Understand the isolation. Rural Italian villages are not charming versions of American suburbs with better food. They are small, tight-knit, multigenerational communities where everyone has known everyone else since birth. Integrating as an outsider — especially an outsider who does not speak the language — takes years, not months. The Torres family estimates that it took them 18 months to move from “the strange Americans on the hill” to “the Americans who are strange but seem nice.” They are still not sure if they have fully graduated to “neighbors.”
Do it for the right reasons. If you are running away from something — a bad job, a broken relationship, a creeping dissatisfaction with modern American life — Italy will not fix it. Italy will just be the place where you are still broken, but now you are also cold and cannot read the road signs. The Torres family was clear about this. “We were not running away,” Sarah said. “We were running toward something. A specific vision of a specific kind of life. Slower. Smaller. More intentional. If you do not have that vision, if you are just fleeing, you will be fleeing again within a year.
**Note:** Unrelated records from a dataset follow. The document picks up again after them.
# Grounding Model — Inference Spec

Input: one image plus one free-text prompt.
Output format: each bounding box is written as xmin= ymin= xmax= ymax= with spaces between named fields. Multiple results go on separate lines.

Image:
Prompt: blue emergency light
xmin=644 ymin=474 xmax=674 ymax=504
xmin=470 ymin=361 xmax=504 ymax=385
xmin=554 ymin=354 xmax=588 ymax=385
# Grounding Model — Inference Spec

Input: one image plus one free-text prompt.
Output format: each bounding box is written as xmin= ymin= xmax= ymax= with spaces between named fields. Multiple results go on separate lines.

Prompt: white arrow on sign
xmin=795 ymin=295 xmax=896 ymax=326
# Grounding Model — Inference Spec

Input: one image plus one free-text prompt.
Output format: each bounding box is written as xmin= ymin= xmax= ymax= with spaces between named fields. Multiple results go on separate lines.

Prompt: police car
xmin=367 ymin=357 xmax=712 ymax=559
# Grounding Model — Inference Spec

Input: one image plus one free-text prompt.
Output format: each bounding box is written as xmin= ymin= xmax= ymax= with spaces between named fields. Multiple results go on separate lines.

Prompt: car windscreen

And the next place probably will not have Giuseppe.”
“Also,” Michael added, “make sure the person you are doing this with is someone you genuinely, deeply, tested-by-fire love. Because you will see each other at your absolute worst. When the toilet does not work and the roof is leaking and it has been snowing for six days and you have not spoken to another human being in English for two weeks — that is when you find out if your marriage is strong. Ours is. But it was close a few times. It was very close.”
Disclaimer
This article is based on two extended interviews conducted with Sarah and Michael Torres in August 2024 and July 2026. All financial figures (property purchase price, renovation costs, taxes, and living expenses) are self-reported by the interview subjects and have not been independently verified through legal documentation, bank records, or third-party financial audit. Italian property laws, visa requirements, tax regulations, and healthcare policies are subject to change and vary by individual circumstances, nationality, and region. This article is for informational and educational purposes only and does not constitute legal advice, financial advice, immigration consultation, or real estate guidance.